Schönberger Osterfladen
Die Schönberger Osterfladen wurden jahrhundertelang bis zum Zweiten Weltkrieg an eine feste Anzahl von Empfängern im Ratzeburger Land und in die Hansestadt Lübeck geliefert.
Geschichte
Schönberg (Mecklenburg) war seit dem Anfang des 14. Jahrhunderts die Residenzstadt der Bischöfe von Ratzeburg. Der Bischof von Ratzeburg ließ jeweils zum Osterfest Osterfladen an bestimmte Personen in seinem Hochstift und in Lübeck liefern. Der ursprünglich religiöse Brauch wandelte sich im Laufe der Zeit zu einer Art Naturalien-Abgabe. Das Hochstift Ratzeburg kam nach dem Dreißigjährigen Krieg als Fürstentum Ratzeburg an Mecklenburg und gehörte ab 1701 zum Herzogtum Mecklenburg-Strelitz. Der Brauch wurde als auf dem Territorium liegende Last als staatliche Verpflichtung von Mecklenburg-Strelitz übernommen.
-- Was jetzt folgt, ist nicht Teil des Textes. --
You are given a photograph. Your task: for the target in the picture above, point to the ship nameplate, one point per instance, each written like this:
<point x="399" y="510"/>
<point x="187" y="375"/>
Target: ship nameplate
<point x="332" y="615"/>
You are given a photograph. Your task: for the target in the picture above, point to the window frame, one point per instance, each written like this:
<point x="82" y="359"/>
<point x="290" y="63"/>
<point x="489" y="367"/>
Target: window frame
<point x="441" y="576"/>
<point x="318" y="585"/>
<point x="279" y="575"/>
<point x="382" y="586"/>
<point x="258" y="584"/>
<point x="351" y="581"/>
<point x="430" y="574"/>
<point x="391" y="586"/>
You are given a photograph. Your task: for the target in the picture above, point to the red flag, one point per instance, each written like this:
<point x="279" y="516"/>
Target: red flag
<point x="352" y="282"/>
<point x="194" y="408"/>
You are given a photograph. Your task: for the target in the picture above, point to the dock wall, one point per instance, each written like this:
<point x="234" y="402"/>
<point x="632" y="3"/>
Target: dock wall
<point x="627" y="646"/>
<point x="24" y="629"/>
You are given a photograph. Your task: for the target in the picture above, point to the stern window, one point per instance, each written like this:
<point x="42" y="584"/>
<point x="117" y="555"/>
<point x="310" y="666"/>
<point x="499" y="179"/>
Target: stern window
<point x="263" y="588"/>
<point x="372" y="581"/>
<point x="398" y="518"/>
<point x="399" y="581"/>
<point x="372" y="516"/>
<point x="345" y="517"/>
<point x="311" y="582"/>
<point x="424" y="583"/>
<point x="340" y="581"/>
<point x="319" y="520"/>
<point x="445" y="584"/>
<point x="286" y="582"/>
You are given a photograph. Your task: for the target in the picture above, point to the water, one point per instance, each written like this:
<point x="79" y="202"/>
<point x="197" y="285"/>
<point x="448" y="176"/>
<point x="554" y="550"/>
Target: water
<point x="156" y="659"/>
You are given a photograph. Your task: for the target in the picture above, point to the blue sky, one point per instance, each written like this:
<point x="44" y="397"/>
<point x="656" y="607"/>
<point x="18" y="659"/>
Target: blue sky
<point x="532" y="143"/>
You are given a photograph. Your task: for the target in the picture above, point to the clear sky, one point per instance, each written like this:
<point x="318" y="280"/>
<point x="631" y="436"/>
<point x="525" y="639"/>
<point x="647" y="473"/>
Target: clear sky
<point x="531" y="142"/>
Der Pächter des bischöflichen Tafelguts an der Selmsdorfer Straße, aus dem die Domäne Bauhof wurde, hatte dazu unentgeltlich 550 Pfund Weizen zu liefern und mahlen zu lassen. Auch der Müller in Schönberg wurde nicht bezahlt, erhielt aber einen der Osterfladen. Gebacken wurden diese in einer Bäckerei in Schönberg, zuletzt vom Bäckermeister Retelsdorf in der heutigen August-Bebel-Straße. Er erhielt dafür ein Backgeld und vom Bauhof eine kleine geschlagene Buche zur Feuerung des Backofens.
Die Versendung der Fladen oblag dem Pächter des Bauhofs. Der mit der ab Gründonnerstag erfolgenden Auslieferung beauftragte Landreiter erhielt von den Empfängern als Dank ein Trinkgeld sowie je eine halbe Flasche Wein; in Lübeck, wo er am Ostersonnabend eintraf, ein Frühstück im Ratskeller.[1]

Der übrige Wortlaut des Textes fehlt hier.